Work on the site first began in the early 1940’s when American soldiers stationed at the so-called “Crystal II” airbase dug up the first foundations.

But the soldiers didn’t follow any scientific method during those digs and displaced much of the site, as well as left it unearthed and exposed to the elements, Rast said.

Since that time, archaeologists have tried to piece together what was at the site before it was dug up.

Henry Collins, the first trained archaeologist to visit the site, arrived a few years after the first dig, but his surviving records are not detailed.

In the 1960s and 1970s, Moreau Maxwell completed the last extensive excavation at the site.
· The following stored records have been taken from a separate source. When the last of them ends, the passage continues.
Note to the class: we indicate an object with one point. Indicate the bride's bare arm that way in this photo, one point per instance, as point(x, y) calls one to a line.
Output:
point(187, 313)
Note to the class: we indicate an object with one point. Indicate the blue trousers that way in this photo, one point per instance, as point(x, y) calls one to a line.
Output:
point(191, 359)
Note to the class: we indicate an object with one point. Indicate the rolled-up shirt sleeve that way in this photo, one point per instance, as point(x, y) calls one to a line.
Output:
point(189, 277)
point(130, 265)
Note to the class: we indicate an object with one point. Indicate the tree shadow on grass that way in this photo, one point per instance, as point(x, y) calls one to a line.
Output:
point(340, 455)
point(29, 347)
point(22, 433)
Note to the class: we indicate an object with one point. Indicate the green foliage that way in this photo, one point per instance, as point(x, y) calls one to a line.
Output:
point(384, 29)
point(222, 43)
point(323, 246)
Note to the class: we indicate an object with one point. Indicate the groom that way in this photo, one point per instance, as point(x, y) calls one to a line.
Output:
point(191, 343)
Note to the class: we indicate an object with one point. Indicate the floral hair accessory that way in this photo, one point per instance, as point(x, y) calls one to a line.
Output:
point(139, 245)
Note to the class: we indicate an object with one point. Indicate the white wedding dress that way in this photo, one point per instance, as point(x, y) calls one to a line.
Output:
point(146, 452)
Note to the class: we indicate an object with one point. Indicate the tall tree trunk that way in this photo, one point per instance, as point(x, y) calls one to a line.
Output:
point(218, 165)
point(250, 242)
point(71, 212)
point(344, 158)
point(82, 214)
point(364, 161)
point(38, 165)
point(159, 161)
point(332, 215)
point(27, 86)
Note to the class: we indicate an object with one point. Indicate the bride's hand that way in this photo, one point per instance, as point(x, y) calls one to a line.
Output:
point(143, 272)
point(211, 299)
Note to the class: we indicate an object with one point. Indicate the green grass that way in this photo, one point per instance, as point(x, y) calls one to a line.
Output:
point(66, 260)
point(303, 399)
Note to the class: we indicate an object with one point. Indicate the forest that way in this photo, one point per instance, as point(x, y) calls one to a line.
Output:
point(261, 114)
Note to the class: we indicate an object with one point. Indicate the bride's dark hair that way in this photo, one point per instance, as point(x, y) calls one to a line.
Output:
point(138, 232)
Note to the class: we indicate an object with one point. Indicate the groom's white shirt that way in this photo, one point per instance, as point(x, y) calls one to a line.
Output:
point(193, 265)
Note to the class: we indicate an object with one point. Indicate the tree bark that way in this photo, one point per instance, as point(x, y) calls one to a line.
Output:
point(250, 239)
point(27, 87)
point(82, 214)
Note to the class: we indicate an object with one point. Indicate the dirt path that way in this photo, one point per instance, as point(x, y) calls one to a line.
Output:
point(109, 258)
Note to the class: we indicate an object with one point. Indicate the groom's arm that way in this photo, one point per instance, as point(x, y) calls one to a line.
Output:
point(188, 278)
But there’s confusion over which Thule houses are identified between Collins and Maxwell. Nobody has tried to piece it all together, until now.

“Despite people working here for over 70 years, nobody’s ever drawn a map,” Rast said.

“[We have] unpublished reports, published reports, a few photographs and we’re trying to reconstruct what somebody 70 years ago called [the Thule houses].”

When the team presents IHT with their completed report, Rast says they will estimate two options for the heritage organization to move forward with the Thule house construction at Crystal II.

The first will estimate how much time it will take to build the house over an existing foundation after conserving the remaining historical artifacts.

The second option will propose an adjacent area for the Thule house near the historic site on land with fewer historical deposits.

If IHT decides neither option is viable, the Thule house will be relocated to the Apex trail, near the old cemetery in Iqaluit, on land that contains no historical deposits.

“[The Apex trail is] basically archaeologically clear. That would be an easy one to do. Here [at Crystal II], it would be more complex. It might take a summer or two to clear,” Rast said.

IHT board members are expected to discuss the options later this year, with a planned start date for the Thule house sometime in 2017.